A 55-year-old woman with a metastatic solitary fibrous tumor. (a) Axial contrast-enhanced CT image demonstrates large, heterogeneous and hypervascular metastases in the liver (white arrows). (b) Axial contrast-enhanced CT image obtained 12 months after initiating treatment with pazopanib shows progressive decrease in the enhancement of the lesions, which have become almost cystic in appearance (white arrows). (c) Follow-up axial contrast-enhanced CT image 18 months after the start of treatment shows new nodular enhancement within the cystic-appearing lesions (black arrows) termed nodule within a cyst development representative of tumor recurrence according to the Choi criteria.

Figure 7

A 24-year-old man with metastatic synovial sarcoma. (a) Baseline contrast-enhanced CT image of the chest demonstrates a large, heterogeneous left-sided pleural-based metastasis (arrow). (b) Follow-up CT after 6 months of treatment with dasatanib shows treatment response, with a decrease in the size and soft tissue component of the mass (arrow).
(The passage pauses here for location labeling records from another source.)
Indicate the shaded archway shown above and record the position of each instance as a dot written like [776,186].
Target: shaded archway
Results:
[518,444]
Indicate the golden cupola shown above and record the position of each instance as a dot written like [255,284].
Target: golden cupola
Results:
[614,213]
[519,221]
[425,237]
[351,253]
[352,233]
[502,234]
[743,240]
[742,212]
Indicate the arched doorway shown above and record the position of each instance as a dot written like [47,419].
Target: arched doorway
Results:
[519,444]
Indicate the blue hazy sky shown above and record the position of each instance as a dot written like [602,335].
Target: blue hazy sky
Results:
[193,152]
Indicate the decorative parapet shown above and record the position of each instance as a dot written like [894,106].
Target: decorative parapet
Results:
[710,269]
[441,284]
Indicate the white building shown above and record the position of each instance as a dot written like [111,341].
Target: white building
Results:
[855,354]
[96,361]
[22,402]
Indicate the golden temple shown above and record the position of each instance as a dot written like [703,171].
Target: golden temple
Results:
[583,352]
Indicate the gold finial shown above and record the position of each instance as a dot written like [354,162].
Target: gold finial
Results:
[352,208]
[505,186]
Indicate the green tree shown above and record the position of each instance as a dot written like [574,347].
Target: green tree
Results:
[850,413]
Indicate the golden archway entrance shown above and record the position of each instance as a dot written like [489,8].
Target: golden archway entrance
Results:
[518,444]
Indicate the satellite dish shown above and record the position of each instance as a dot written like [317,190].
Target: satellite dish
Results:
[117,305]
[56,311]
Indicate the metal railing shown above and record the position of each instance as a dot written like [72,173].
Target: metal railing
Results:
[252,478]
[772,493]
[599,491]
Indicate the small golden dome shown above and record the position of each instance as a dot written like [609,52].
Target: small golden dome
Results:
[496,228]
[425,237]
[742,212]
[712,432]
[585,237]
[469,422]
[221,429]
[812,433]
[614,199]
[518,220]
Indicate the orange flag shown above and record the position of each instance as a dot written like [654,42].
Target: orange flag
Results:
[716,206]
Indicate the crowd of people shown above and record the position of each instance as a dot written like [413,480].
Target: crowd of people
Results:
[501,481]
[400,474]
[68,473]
Note the interval development of small bilateral pleural effusions (arrowheads), a common side effect of dasatinib therapy.

Figure 8

A 68-year-old man with metastatic malignant renal PEComa 3 years after nephrectomy. (a,b) Axial unenhanced CT images of the pelvis before (a) and 1 month after the start of treatment with everolimus (b) reveals a decrease in the size of a metastatic deposit in the rectovesical pouch (arrows). (c) Axial CT image of the lung bases at baseline demonstrates no abnormality. (d) Axial CT image of the lung bases 1 month after the start of everolimus treatment shows rapid interval development of interlobar septal thickening and ground glass opacities with basilar and peripheral distribution consistent with everolimus-induced interstitial pneumonitis, a class-specific drug toxicity of mTOR inhibitors. The patient was symptomatic, with shortness of breath. (e) Follow-up CT of the chest 3 months after discontinuing everolimus and initiating steroid therapy demonstrates improvement in the interstitial lung toxicity.

Figure 9

A 51-year-old woman with metastatic myxoid liposarcoma. (a) Axial contrast-enhanced CT image of the abdomen demonstrates a large heterogeneous metastatic mass in the liver (white arrow) and the pancreas (black arrow). Note the surgical clip related to previous cholecystectomy (arrowhead). Note the incidental renal cortical cysts. (b) Axial contrast-enhanced CT image 6 months after treatment with trabectedin reveals a mild increase in the size of both the lesions with homogeneous decreased internal density suggestive of treatment effect (white and black arrows). The increase in size represents pseudo-progression rather than true progression, wherein a lesion may increase in size but is in fact responding to therapy as shown by the density changes.

Figure 10

A 54-year-old woman with well-differentiated liposarcoma containing dedifferentiated components. (a) Axial contrast-enhanced CT image before the start of treatment demonstrates well-differentiated fat anteriorly (white arrows). The dedifferentiated component is seen as ill-defined soft tissue attenuation areas posteriorly (white arrowheads) with enhancing solid nodules (black arrow). (b) Axial contrast-enhanced CT image 12 months after treatment with trabectedin reveals replacement of the dedifferentiated component (white arrowheads) as well as the soft tissue nodule (black arrow) with fatty tissue suggestive of treatment effect or further differentiation in previously dedifferentiated components. The well-differentiated component (white arrow) is unchanged. (c) Axial CT image of the chest during the course of treatment when the patient developed an episode of fever and cough demonstrates interlobar interstitial thickening in the right lung base representing unilateral pulmonary edema, seen with capillary leak syndrome, a known complication of trabectedin therapy.